I wasn’t making it up about the National Customer Service Center and attorneys

Friday, August 9th, 2013
By: Jonathan MontagJ.D.

On June 11, 2013, I wrote about how when an attorney calls the USCIS National Customer Service Center (NCSC)  the wait is more than an hour, but when an alien calls about his or her own case, he or she gets nearly immediate help.

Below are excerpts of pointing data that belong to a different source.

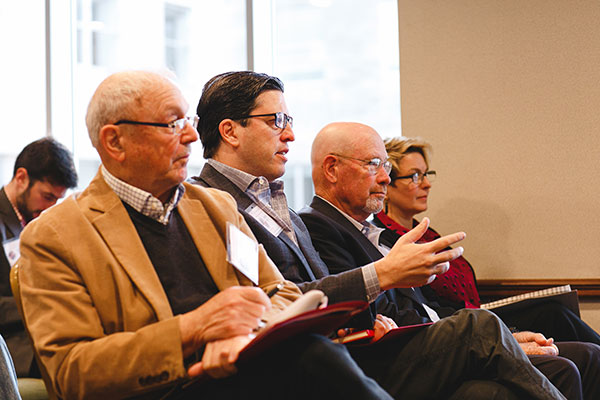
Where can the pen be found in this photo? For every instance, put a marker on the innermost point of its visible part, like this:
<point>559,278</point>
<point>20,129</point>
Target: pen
<point>276,289</point>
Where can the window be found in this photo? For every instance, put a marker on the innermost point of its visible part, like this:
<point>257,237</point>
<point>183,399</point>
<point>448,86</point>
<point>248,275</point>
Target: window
<point>338,60</point>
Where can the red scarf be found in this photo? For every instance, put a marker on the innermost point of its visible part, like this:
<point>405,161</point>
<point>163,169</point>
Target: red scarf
<point>458,284</point>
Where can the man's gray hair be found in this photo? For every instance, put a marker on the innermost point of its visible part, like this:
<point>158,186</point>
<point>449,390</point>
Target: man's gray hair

It turns out I was not just being paranoid. Lawyers were being treated differently. The NCSC works on a two-tier system. Normal inquiries go to Tier One and “unique and complex cases,” i.e., cases you actually have to call about because of excessive delays or mistakes in handling, go to Tier 2. Tier 2 operators were the only ones who could send an inquiry to the USCIS office dealing with a case to try to find out about a problem with a case. All attorney calls have been routed to Tier 2, where all the waiting is. USCIS announced that this will change on August 16. Tier One call operators will be able to refer cases to USCIS offices to look into cases and explain the reasons for a delay or solve a problem leading to delays or mistakes. This was the USCIS announcement:

Dear Stakeholder,

USCIS is changing call routing procedures at the National Customer Service Center (NCSC) to provide faster and more efficient service. Beginning August 16, attorneys and BIA-accredited representatives who need assistance with their client’s case can quickly connect with an NCSC customer service representative, who will send the inquiry to the appropriate USCIS office for resolution. Under this new process, the customer service representative will assess the nature of the call and either accept a service request or transfer the call for more in-depth review. This change will improve the management of calls and reduce wait times to provide timely, individualized customer service to all USCIS customers and their representatives.
As always, USCIS offers its customers a number of online self-help tools. Applicants and their representatives can check case status, find average processing times, submit a case status inquiry (e-Request), change their address or find a USCIS office any time on the USCIS Web site at www.uscis.gov.

Kind Regards,
USCIS Public Engagement Division

Let’s hope that now the NCSC will become a serious tool for USCIS’s customers to solve problems with their cases and for USCIS to learn about and solve problems in their adjudication systems. Posted August 9, 2013.